According to leaders, Tuesday's meeting looked like a bid by the President to seek support to Oli’s agenda of dissolving the House again and go for fresh elections.
“It became apparent that the President was in favour of Oli’s ideas and the intention of the meeting was to convince the political actors on Oli’s agenda,” said another leader present in the meeting. “After some leaders and former prime ministers said that the Office of the President was not the right place to discuss political matters, the meeting ended.”
An official at Sheetal Niwas said President Bhandari also apprised the leaders of her upcoming visit to Bangladesh.

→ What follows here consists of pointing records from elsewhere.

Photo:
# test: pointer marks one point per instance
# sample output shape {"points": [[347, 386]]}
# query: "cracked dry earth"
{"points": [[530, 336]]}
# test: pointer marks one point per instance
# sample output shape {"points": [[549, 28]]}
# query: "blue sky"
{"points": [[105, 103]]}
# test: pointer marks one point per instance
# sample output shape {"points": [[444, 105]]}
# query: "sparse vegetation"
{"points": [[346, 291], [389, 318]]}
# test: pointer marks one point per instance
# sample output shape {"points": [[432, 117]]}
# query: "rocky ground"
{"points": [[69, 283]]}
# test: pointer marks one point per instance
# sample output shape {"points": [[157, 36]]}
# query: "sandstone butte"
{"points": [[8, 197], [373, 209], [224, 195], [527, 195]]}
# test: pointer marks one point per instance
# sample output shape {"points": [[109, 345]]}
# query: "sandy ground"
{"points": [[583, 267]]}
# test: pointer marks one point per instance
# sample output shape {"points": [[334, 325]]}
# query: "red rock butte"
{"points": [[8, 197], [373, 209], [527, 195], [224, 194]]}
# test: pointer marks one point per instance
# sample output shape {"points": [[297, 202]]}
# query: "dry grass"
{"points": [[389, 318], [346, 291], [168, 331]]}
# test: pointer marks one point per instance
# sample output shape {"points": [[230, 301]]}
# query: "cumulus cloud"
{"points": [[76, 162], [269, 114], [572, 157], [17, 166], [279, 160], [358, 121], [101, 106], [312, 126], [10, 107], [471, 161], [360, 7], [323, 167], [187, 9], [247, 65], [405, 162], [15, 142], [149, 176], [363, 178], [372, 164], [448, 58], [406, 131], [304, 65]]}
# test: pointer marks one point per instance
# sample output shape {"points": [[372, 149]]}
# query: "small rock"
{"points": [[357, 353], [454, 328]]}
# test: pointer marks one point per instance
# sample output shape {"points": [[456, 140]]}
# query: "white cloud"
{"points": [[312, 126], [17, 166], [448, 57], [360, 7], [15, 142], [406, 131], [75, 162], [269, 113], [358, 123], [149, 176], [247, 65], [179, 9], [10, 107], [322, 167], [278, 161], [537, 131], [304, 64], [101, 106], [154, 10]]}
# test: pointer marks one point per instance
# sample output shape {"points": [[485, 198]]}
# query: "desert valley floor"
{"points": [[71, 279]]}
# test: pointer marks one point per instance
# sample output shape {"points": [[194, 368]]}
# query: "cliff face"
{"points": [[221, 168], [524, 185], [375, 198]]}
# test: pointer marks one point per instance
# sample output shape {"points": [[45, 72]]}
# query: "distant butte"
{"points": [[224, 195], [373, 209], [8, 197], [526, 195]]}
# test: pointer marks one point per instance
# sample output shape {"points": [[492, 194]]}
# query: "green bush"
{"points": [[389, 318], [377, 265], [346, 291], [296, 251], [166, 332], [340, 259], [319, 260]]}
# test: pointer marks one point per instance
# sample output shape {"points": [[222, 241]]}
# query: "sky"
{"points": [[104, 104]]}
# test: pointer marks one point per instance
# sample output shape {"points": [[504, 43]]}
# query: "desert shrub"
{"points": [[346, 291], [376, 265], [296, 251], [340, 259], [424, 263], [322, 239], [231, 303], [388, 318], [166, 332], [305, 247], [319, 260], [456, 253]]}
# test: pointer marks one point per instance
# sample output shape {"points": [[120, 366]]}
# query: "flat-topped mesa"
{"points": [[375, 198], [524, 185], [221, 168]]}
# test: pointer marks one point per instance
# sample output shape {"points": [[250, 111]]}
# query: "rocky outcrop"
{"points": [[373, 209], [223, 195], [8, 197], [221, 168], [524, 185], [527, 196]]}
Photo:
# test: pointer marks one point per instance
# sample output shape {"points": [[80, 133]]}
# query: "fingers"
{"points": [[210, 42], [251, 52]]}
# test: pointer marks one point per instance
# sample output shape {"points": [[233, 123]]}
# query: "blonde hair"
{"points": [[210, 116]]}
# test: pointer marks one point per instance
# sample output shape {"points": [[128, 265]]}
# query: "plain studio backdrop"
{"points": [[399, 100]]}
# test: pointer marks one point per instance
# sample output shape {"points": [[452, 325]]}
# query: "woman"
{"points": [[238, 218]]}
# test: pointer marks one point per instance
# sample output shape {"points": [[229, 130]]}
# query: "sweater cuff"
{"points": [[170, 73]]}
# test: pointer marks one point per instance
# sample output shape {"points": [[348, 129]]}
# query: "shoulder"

President Bhandari will be visiting Dhaka on March 22-23 to attend the birth centenary celebrations of Sheikh Mujibur Rahman, who is called the father of Bangladeshi nation.
According to a statement issued by Sheetal Niwas, the President during Tuesday’s meeting stressed effective implementation of the constitution and urged the leaders to forge consensus and maintain unity.
Prime Minister Oli and 18 other leaders of various parties and some former prime ministers were present in the meeting.
UML leaders Madhav Kumar Nepal and Jhala Nath Khanal as well as Janata Samajbadi Party’s federal council chair Baburam Bhattarai–all former prime ministers–did not attend the meeting.
Analysts say the Head of State, as the protector of the constitution and the guardian of the nation, should use an all-party meeting as a tool to find a consensus among the major political actors in the larger interest of the country rather than to protect a particular political party, group or a certain leader.
“Oli is trying to use every trick in the book to cling on to power and this meeting seems to be part of that game,” said Hari Roka, a political economist who closely follows political affairs. “[The President] must have called this meeting to rescue Oli but it does not look like it’s going to work.”
According to Roka, it has dawned upon Oli by now that odds are stacked against him and his long-time supporters like Congress President Sher Bahadur Deuba and leaders from his own UML including Nepal are not going to side with him any more.
“It’s no secret that the President in the past made attempts to rescue Oli whenever he was in a crisis,” Roka told the Post. “When the country was indeed going to face a crisis due to Oli’s House dissolution, she did not bother to consult political leaders even once.”